Prof. Hohenfels hatte sie lange beobachtet und kam zu der Erkenntnis, dass Ilka eine äußerst attraktive und gutaussehende junge Frau war, die den überaus großen Vorteil hatte, ein Zwilling zu sein. Er saß ihr gegenüber und las in ihrem Fragebogen, zu dem er einige Fragen hatte.
»Und Ihre Zwillingsschwester ist nasentechnisch gesehen ok?«
»Ja. Sie hat keine Probleme.«
»Gut. Dann lassen Sie uns mal das Näschen betrachten.«
Er schaute ausgiebig in Ilkas Nase und beleuchtete sie von allen Seiten. Dann machte er Fotos.
Zwischenzeitlich klopfte es an der Tür und als Hohenfels »Herein« rief, erschien Margaretha Laumann und stellte eine Tasse Kaffee auf dem Schreibtisch ab. Dabei ließ sie sich Zeit und Ilka fiel auf, dass sie den Professor geradezu mit den Augen verschlang. Der wiederum beachtete sie gar nicht.
Als sie immer noch neben dem Schreibtisch stand, sagte er zu ihr: »Ja, Frau Laumann. Ist noch was?«
Sie schüttelte nur kurz den Kopf.
»Dann gehen Sie bitte wieder an Ihre Arbeit.«
Enttäuscht zog sie ab. Ilka vermutete, dass die Dame in ihren Professor hoffnungslos verliebt war. Der schien dies aber nicht zu bemerken oder wollte es nicht sehen, was Ilka verstehen konnte.
In der Tat war es so, dass Hohenfels Frau Laumann von seiner Vorgängerin übernommen hatte. Sie passte nicht in das Konzept der Klinik, welches den gut zahlenden Privatpatienten eine junge, dynamische Mitarbeitergruppe präsentierte.
Hohenfels wollte eine solch »hausbackene« Person nicht in seiner Klinik beschäftigen, sah aber bis jetzt keine Möglichkeit, sie loszuwerden. Obwohl er schon der Meinung war, dass ihre mürrische Art geschäftsschädigend sei. Außerdem spionierte sie ihm hinterher, was er sich damit erklärte, dass sie in ihn verliebt war. Dies wiederum störte ihn nicht, es war eher so, dass es seinem männlichen Ego gut tat. Somit war er sich selbst nicht im Klaren, ob er sie entlassen sollte oder nicht. Sie war auch schon zu lange in der Klinik beschäftigt und ihr war so ohne weiteres gar nicht zu kündigen.
Nach einer Weile gab er eine abschließende Bewertung zu Ilkas Nase ab.
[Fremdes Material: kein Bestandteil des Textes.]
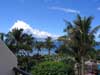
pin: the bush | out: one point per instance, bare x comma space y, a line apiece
52, 68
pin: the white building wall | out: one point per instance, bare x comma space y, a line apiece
7, 60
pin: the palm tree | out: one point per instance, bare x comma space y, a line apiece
80, 38
2, 35
49, 44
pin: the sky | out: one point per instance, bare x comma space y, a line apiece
46, 15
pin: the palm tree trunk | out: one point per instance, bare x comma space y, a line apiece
82, 65
49, 53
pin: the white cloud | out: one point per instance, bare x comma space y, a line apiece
97, 36
98, 8
36, 32
67, 10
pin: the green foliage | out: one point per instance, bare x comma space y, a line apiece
53, 68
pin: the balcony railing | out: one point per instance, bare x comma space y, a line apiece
19, 71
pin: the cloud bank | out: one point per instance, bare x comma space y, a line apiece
36, 32
66, 10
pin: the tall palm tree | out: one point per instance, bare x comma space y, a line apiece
49, 44
81, 38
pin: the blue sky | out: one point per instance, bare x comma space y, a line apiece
46, 15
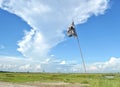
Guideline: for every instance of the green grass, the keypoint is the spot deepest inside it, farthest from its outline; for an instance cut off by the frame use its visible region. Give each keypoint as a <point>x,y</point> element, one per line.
<point>94,80</point>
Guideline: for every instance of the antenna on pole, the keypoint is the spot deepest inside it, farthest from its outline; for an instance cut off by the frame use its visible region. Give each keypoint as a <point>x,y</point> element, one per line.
<point>72,32</point>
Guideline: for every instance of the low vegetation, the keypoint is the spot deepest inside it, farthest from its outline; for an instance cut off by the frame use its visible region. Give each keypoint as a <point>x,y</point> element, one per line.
<point>93,80</point>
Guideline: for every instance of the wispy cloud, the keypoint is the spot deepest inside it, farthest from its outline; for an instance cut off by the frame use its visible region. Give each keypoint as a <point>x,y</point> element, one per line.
<point>48,19</point>
<point>2,46</point>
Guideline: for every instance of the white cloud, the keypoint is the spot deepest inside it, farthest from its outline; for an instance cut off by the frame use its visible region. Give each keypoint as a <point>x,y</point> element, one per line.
<point>48,19</point>
<point>63,62</point>
<point>24,65</point>
<point>112,65</point>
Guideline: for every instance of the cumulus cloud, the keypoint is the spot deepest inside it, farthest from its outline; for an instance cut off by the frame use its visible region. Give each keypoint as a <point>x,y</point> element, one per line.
<point>48,19</point>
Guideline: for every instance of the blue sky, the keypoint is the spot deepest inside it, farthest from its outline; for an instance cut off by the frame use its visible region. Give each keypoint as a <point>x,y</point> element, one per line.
<point>33,38</point>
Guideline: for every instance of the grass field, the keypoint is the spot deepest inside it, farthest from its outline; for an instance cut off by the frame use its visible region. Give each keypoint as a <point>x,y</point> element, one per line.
<point>94,80</point>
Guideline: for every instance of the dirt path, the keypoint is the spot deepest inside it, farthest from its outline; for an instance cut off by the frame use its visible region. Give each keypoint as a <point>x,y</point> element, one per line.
<point>39,84</point>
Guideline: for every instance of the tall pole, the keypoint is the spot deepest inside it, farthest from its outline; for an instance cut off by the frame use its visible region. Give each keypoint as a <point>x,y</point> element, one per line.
<point>80,51</point>
<point>84,66</point>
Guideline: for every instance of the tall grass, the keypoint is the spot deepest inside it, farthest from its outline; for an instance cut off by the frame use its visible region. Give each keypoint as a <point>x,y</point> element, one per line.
<point>94,80</point>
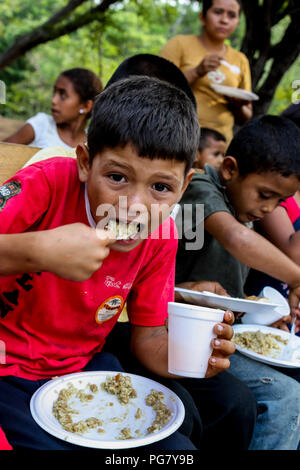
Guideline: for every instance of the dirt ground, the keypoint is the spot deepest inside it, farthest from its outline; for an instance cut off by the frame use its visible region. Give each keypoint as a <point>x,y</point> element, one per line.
<point>9,126</point>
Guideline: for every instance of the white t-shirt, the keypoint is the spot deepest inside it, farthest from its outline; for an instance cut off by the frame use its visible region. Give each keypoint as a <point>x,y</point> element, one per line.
<point>45,132</point>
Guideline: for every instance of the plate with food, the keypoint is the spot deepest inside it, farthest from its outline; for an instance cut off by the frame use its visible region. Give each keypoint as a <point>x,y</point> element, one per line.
<point>107,410</point>
<point>233,92</point>
<point>250,304</point>
<point>269,345</point>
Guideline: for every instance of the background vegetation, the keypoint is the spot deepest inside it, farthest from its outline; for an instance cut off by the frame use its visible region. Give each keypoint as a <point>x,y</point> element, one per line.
<point>128,27</point>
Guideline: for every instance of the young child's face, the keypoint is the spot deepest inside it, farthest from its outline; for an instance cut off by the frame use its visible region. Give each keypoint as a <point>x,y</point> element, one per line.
<point>66,103</point>
<point>256,195</point>
<point>213,154</point>
<point>133,189</point>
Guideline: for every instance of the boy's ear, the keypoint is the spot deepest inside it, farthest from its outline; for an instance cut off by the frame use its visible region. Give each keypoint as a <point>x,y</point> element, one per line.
<point>188,178</point>
<point>83,162</point>
<point>88,105</point>
<point>229,168</point>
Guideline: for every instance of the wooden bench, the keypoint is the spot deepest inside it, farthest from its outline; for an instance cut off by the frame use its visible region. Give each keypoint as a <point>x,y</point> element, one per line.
<point>13,157</point>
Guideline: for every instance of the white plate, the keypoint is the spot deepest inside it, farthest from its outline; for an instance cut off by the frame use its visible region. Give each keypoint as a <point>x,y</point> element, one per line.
<point>235,92</point>
<point>208,299</point>
<point>293,363</point>
<point>42,402</point>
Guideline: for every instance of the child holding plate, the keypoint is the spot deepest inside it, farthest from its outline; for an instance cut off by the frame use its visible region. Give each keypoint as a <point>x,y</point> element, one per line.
<point>207,61</point>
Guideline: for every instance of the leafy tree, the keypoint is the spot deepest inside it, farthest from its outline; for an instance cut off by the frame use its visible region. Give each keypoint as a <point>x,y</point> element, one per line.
<point>40,39</point>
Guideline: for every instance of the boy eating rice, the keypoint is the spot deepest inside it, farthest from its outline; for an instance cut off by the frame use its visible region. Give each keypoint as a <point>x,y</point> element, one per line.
<point>65,279</point>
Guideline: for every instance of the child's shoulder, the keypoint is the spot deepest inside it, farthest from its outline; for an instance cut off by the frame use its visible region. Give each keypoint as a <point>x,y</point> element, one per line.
<point>204,187</point>
<point>55,170</point>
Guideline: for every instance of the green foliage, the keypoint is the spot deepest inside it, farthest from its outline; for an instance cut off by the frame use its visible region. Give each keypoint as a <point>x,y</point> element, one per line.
<point>130,27</point>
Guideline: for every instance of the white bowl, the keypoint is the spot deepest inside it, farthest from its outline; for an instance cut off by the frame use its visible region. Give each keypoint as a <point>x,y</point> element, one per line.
<point>267,318</point>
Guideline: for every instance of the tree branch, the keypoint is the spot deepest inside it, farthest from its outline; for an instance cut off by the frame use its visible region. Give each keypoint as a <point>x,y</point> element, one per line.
<point>51,29</point>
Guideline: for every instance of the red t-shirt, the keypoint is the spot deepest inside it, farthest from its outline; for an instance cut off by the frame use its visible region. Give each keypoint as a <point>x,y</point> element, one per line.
<point>51,326</point>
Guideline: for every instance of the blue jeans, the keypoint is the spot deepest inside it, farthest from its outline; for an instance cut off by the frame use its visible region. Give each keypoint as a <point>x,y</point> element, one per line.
<point>277,392</point>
»Also, Frau Goldstein. Die Sache ist nicht so einfach wie es scheint. Wir können nicht einfach etwas am Knochen abhobeln. Es muss ein Stück entfernt werden und dann müssen wir einen Aufbau mit Rippenknorpeln machen. Sie werden zwei oder drei Tage stationär bleiben müssen. Ihr Gesicht wird nach der OP zunächst einmal entstellt aussehen, wenn die Schwellung aber nachlässt, wird sich eine schön geformte Nase wie bei Ihrer Schwester zeigen. Bringen Sie doch mal ein Foto von ihr mit.«
»Und was kostet das alles?«
»Nun, wir behandeln hier normalerweise nur Privatpatienten. Für die ist der Betrag von 8000 Euro keine Frage.«
Ilka wollte schon aufstehen, sich bedanken und gehen, da sagte Prof. Hohenfels: »Wir haben selbstverständlich eine Kassenzulassung. Über den Betrag darüber hinaus brauchen Sie sich keine Gedanken zu machen, vorausgesetzt, wir können ein paar Fotos von der OP Ihrer Nase machen, für die Ärztezeitung.«
»Ja? Das ginge so? Na ist ja prima. Wann kann es losgehen?«
»Von uns aus nächste Woche. Lassen Sie sich einen Termin geben und dann sehen wir mal weiter.«
Ilka fuhr am Abend zu Anna Lena, Ingo und der kleinen Jessica. Sie erzählte stolz die Neuigkeit mit der OP und fotografierte Anna Lena von allen Seiten.
»Eine solche Nase, wie du sie hast, soll es sein.«
3. Erster Zwillingsversuch
»Komm in die Klinik! Es gibt Arbeit für dich.«
Prof. Werner Justus Hohenfels sprach am Telefon mit seinem Sohn nie lange. Kurze Anweisungen, die der Herr Sohn auszuführen hatte, waren schnell gesagt und wenn er dann gleich den Hörer auflegte, konnte Volker Hohenfels nicht widersprechen.
Er war nun 30 Jahre alt und stand immer noch sehr stark unter dem Einfluss seines Vaters.